A new machine learning algorithm might one day yield personalized treatments for metabolic disorders, while also helping brewers have greater control over the flavor of beer.
A team from the Francis Crick Institute developed the new algorithm, which can successfully predict yeast metabolism from its protein content.
Metabolism is the process by which organisms convert nutrients into energy and essential molecules through a series of chemical reactions. When yeast metabolizes sugar without oxygen present, it will ferment to produce alcohol, acids and gases.
Metabolism produces hundreds of small molecules called metabolites within a cell. While many of the metabolites are identical and made in a similar way, the mechanisms controlling metabolism had not been previously fully understood.
The team was able to show that largely the metabolism of brewer’s yeast—S. cerevisiae—is predictable by machine learning algorithms with a substantial amount of data regarding protein expression.
“Thanks to machine learning, we now have a better understanding of what controls metabolism, which is good news for brewers looking to create the perfect pint, or for biotechnologists that use yeast to produce vaccines and other proteins that are medically important,” Aleksej Zelezniak, first author of the paper and researcher at the Crick, said in a statement.
Scientists were previously unsure whether metabolism is self-regulating or controlled by gene expression changes.
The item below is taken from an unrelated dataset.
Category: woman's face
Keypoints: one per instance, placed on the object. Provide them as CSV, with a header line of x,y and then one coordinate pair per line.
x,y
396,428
The divide in the science community is largely because existing methods have failed to detect a strong correlation between the read-out of genes, proteins and metabolites.
For the study, the researchers quantified enzyme expression in 97 different strains of S. cerevisiae, known to show difference in metabolism, linking it to changes in metabolite concentrations measured.
After creating an algorithm that could pick up complex relationships between changes in gene expression and metabolites produced, the researchers found that metabolism was controlled by a large amount of enzymes acting in concert with no single enzyme having a major effect by itself.
“The relationship between enzyme expression and metabolism in yeast is so complex that previous models have failed to detect it,” Markus Ralser, group leader at the Crick and senior author of the paper, said in a statement. “Changes in cellular metabolism are tightly bound to disorders that increase with age, including diabetes, various types of cancer, and neurodegenerative diseases.
“The fact that one can start to predict metabolism in simple cells like yeast cells, is a milestone for the effort to soon be able to predict metabolism also in human tissues,” he added. “These insights not only inform our understanding of the basis of beer flavoring, but also some human disorders of metabolism.”
The researchers now plan to use their knowledge of yeast cells for clinical studies for patients with metabolic diseases.
The study was published in Cell Systems.